Both parties agree that they will pay their individual costs of arbitration.

Both parties acknowledge that this Agreement is a transaction involving interstate commerce, and is therefore governed by the Federal Arbitration Act.

By agreeing to arbitration, both parties are waiving their right to litigate in court including any right to a jury trial. The parties agree that all claims, whether in arbitration or in a small claims court with applicable jurisdiction, shall be treated individually and there shall be no consolidation of claims, class actions, representative actions or private attorney general actions.

STC expressly rejects and does not consent to any consolidation of claims or class action in the arbitration.

This arbitration agreement survives the termination of this Agreement. For additional information on commencing arbitration and about the AAA arbitration process, you may visit the website at https://adr.org/arbitration.

Disputes about residential Services that are intended for personal or household use or other disputes with non-business Services customers, will follow the process and requirements of the current AAA Consumer Arbitration Rules located at https://adr.org.consumer.

23. Assignment

This Agreement shall be binding on your successors and assigns and may not be assigned by you to another party except with Company’s approval which shall not be unreasonably withheld or delayed. This Agreement shall be deemed automatically assigned to any successor to Sledge Telephone Company or its affiliates created by merger, acquisition, consolidation, spin-off or divestiture.

24. Entire Agreement

Customer acknowledges that this Agreement contains the entire agreement between the parties relating to the services and/or equipment described herein and that Company and its employees have not made orally or in writing any representations, warranties or agreements inconsistent with the terms of this Agreement. No modification, change or alteration of any of the terms of this Agreement shall be valid unless in writing, except as otherwise proved herein. This Agreement supersedes all prior agreements and understandings, both oral and written, with respect to the subject matter hereof.

25. Survivability

The following provisions of this Agreement shall survive its termination or expiration: Services Classification and Rates; Dispute Resolution; Liability Limitation; and any other provision which by its terms or by any reasonable interpretation thereof is intended to survive termination or expiration.

26. Severability

Any provision of this Agreement held or determined by a court (or other legal authority) of competent jurisdiction to be illegal, invalid, or unenforceable in any jurisdiction shall be deemed separate, distinct and independent, and shall be ineffective to the extent of such holding or determination without (1) invalidating the remaining provisions of this Agreement in that jurisdiction or (2) affecting the legality, validity or enforceability of such provision in any other jurisdiction.

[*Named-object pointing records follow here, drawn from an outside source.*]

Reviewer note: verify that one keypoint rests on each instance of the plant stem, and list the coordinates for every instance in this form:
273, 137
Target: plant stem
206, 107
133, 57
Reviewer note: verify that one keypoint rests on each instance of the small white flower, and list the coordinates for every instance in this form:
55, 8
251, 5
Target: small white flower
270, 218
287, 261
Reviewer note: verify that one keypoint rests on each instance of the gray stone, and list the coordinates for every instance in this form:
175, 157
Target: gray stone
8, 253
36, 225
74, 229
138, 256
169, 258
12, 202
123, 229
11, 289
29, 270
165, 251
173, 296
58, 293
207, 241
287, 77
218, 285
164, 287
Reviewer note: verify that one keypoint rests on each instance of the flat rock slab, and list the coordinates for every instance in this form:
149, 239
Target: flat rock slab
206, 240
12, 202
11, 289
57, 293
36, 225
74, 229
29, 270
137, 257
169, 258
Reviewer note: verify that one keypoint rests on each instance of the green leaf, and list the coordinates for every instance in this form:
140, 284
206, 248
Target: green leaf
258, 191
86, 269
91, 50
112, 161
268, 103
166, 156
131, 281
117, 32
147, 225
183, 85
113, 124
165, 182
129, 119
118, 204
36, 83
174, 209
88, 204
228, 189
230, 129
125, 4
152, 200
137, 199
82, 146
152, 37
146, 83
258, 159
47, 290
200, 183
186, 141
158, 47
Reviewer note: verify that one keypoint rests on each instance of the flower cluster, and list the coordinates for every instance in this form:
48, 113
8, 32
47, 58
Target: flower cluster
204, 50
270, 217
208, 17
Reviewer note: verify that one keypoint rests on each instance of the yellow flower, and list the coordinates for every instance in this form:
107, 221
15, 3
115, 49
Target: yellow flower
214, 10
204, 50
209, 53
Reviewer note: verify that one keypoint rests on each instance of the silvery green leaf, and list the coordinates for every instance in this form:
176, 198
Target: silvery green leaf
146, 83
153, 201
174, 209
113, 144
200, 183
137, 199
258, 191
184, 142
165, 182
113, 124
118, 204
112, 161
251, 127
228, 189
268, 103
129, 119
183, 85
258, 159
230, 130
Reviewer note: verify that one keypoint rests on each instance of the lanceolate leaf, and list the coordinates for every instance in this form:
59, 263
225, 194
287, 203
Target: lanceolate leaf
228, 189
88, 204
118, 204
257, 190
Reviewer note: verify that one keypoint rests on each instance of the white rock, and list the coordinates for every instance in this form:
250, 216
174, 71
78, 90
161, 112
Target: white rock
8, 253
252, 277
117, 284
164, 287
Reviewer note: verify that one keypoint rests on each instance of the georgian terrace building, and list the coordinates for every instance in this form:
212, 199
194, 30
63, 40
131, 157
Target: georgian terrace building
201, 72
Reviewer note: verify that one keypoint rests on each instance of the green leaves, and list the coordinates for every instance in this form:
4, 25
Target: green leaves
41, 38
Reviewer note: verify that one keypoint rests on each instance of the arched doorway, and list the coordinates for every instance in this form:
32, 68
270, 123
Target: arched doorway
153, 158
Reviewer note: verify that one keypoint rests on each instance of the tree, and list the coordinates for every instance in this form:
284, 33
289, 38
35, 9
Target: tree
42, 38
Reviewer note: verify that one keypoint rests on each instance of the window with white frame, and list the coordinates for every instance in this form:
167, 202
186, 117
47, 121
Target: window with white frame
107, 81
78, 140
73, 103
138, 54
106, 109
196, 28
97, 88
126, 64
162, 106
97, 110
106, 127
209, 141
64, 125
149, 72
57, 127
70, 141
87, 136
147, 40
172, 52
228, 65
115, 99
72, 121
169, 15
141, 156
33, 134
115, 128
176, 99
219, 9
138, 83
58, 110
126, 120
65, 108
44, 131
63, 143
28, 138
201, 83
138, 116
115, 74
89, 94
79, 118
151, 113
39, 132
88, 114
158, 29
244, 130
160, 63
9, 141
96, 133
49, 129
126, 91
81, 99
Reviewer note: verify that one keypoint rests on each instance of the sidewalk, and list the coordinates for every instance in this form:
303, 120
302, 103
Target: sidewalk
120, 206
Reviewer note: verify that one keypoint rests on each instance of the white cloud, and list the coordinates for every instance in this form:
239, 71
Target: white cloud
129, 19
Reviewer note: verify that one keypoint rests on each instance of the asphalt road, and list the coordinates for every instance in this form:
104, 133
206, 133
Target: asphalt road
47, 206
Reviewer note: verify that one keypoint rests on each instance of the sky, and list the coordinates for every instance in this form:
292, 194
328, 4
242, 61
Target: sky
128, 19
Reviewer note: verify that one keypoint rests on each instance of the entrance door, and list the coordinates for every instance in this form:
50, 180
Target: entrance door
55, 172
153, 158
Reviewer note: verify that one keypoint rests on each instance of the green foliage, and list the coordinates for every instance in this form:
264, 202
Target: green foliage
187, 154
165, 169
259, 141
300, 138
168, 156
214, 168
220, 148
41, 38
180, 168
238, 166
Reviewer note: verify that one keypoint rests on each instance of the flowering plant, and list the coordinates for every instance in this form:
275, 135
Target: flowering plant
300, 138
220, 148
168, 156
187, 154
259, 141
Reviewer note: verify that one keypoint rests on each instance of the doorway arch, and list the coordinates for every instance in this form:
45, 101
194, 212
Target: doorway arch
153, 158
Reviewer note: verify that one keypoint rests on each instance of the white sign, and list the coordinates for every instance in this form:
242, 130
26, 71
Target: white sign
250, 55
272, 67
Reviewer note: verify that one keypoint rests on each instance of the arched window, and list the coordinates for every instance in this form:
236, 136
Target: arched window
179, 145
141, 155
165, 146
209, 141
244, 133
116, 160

The failure of Sledge or its suppliers to enforce any provision of this Agreement, for whatever reason, shall not be construed as a waiver of Company’s right to do so at any time. You agree that if any portion of this Agreement is held invalid or unenforceable, that portion will be construed consistent with applicable law as nearly as possible, and the remaining portions will remain in full force and effect.

27. Governing Law

This Agreement shall be governed by and construed in accordance with the laws of the State of Mississippi where the Services are performed, without giving effect to conflicts of law except to the extent the law is preempted by or conflicts with applicable federal law.